The model/tokenizer artifacts in artifacts/ come from the llama2.c ecosystem.

How It Works

High-level pipeline:

  1. scratch_llama2/build_stories260k_sprite3.py reads:
    • artifacts/stories260K.bin (the smallest llama2.c checkpoint)
    • artifacts/tok512.bin (tokenizer vocabulary)
  2. It quantizes the weight matrices to Q8_0 (group size 4) and packs 4 signed int8 values into one u32.
  3. It lays out everything into a single Scratch list !stack:
    • packed weights + per-group scales
    • RMSNorm weights
    • RoPE cos/sin tables (for a reduced SEQ_LEN)
    • runtime buffers (x/xb/hb/q/att + KV cache)
  4. It writes scratch_llama2/generated_layout.h with 1-indexed addresses into !stack.
  5. It compiles scratch_llama2/llama2_scratch.c to LLVM IR (scratch_llama2/llama2_scratch.ll) using:
    • clang --target=i386-none-elf (keeps pointers as 32-bit ints)
  6. It runs llvm2scratch to turn LLVM IR into Scratch blocks, then exports .sprite3 and .sb3 outputs.

Runtime UI:

  • !!output (list) stores generated token IDs.
  • !!vocab (list) stores token pieces (strings).
  • !!text (variable) accumulates decoded text; the sprite says it continuously.
  • !!resets (variable) increments when the compiler triggers a broadcast-based “stack reset” (progress indicator + avoids JS call stack blowups).
  • !!status (variable) shows a high-level state machine (Edit params... -> Running... -> Done.).
  • ui_* variables let you adjust sampling/generation settings from TurboWarp/Scratch UI.

Build

Requires:

  • clang
  • uv (and Python >= 3.12; llvm2scratch requires it)

Command:

# If you don't have a usable Python yet:
# uv python install 3.12
#
# Optional: tune stack reset frequency for TurboWarp stability/perf.
# Lower = more stable (less likely to hit "Maximum call stack size exceeded"), but slower.
# Higher = faster, but can crash in TurboWarp.
# MAX_BRANCH_RECURSION=200 is the default.
MAX_BRANCH_RECURSION=200 \\
# Optional: number of tokens to generate (upper bound).

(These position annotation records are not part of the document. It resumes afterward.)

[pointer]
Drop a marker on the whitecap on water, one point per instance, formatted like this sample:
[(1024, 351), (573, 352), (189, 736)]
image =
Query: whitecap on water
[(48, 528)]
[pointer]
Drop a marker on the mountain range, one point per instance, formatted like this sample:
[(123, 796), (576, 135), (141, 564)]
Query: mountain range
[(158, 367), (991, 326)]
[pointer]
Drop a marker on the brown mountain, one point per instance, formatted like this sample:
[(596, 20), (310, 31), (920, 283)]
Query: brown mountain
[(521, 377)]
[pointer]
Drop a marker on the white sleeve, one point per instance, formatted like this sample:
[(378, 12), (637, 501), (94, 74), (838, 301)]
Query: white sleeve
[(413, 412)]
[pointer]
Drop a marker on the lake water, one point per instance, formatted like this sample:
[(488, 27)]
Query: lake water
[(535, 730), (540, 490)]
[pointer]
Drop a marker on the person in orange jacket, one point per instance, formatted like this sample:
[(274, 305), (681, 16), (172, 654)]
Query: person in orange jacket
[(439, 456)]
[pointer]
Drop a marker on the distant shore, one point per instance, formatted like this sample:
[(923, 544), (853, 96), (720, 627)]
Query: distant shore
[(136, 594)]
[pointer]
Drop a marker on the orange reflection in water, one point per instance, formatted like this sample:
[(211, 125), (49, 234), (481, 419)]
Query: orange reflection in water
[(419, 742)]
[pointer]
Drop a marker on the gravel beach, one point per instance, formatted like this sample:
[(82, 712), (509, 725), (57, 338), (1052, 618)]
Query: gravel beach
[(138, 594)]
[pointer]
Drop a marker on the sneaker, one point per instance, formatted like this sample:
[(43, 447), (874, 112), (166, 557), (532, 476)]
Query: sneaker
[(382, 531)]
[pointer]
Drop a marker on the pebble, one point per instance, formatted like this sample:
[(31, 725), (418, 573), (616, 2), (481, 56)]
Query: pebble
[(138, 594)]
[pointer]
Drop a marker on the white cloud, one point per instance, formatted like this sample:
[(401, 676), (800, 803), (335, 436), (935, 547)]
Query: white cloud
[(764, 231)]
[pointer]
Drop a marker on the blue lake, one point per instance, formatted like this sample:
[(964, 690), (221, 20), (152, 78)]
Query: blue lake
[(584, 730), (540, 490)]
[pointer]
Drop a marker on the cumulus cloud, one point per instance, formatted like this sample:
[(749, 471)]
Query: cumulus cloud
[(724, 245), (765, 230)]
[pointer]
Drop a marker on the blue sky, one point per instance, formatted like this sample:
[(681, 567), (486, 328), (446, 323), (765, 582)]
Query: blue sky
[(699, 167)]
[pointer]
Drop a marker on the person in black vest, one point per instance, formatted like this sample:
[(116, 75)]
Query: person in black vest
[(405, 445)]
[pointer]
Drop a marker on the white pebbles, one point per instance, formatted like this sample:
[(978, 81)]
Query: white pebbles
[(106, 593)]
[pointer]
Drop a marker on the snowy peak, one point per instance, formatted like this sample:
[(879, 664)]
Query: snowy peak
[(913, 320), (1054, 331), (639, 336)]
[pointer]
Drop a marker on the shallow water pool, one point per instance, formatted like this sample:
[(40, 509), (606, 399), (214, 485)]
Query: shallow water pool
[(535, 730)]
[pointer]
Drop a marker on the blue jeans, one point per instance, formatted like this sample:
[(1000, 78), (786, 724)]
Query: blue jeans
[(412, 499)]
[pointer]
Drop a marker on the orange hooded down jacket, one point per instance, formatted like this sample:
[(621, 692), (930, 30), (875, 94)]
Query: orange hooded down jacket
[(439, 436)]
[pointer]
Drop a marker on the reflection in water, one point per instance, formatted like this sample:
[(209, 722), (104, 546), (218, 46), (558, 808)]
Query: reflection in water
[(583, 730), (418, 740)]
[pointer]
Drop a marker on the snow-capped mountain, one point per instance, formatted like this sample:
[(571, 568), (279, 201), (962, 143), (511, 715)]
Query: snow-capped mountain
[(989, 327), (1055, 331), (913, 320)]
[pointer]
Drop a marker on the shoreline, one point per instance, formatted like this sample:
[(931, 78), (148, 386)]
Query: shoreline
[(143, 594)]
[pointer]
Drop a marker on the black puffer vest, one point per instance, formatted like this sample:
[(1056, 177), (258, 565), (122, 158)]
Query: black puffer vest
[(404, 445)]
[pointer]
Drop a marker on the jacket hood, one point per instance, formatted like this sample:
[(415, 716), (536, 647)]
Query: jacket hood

Defaults to 20.
# (Must be <= SEQ_LEN, currently 32.)
GEN_STEPS=20 \\
# llvm2scratch requires Python >= 3.12; pin via `--python` to avoid uv picking an older system Python.
uv run --python 3.12 --no-project --with-editable ./llvm2scratch python scratch_llama2/build_stories260k_sprite3.py

Outputs:

  • scratch_llama2/stories260k_inference.sprite3: sprite, blocks hidden (fast editor/import)
  • scratch_llama2/stories260k_inference_visible.sprite3: sprite, blocks visible (debug)
  • scratch_llama2/stories260k_inference_visible.sb3: standalone project wrapper around the visible sprite
  • scratch_llama2/stories260k_inference_visible_scratch.sprite3: Scratch-compatible sprite (no TurboWarp-only blocks)
  • scratch_llama2/stories260k_inference_visible_scratch.sb3: Scratch-compatible standalone project

Run (TurboWarp)

Sprite workflow:

  1. Import scratch_llama2/stories260k_inference_visible.sprite3 into TurboWarp (File -> Upload sprite or drag/drop).
  2. Select the sprite.
  3. Click the green flag.
  4. Edit ui_* variables (Variables panel).
  5. Press space (or click the sprite) to start.

Project workflow:

  1. Open scratch_llama2/stories260k_inference_visible.sb3 in TurboWarp (File -> Load from your computer).
  2. Click the green flag.
  3. Use the sliders/monitors on the stage to edit params.
  4. Press space (or click the sprite) to start.

What you should see:

  • !!status updates: Edit params... -> Running... -> Done.
  • !!resets increments periodically (a "still alive" indicator during long runs).
  • As tokens are generated, the sprite streams decoded text into its speech bubble (!!text).
  • For debugging, generated token IDs are appended to the !!output list.

Sampling UI:

  • ui_steps: max tokens to generate (<= 32).
  • ui_temperature: 0 => greedy; >0 => sampling.
  • ui_top_k: 1 => greedy; >1 => top-k sampling.
  • ui_top_p: nucleus cutoff in (0, 1] (use 1 to disable).
  • ui_seed: nonzero => deterministic; 0 => pick a random seed at start.
  • ui_prompt_preset: 0 => start from BOS; 1 => force the token prefix Once upon a time, (demo).

Run (Scratch)

Use the *_scratch.* outputs:

  • scratch_llama2/stories260k_inference_visible_scratch.sb3 (recommended)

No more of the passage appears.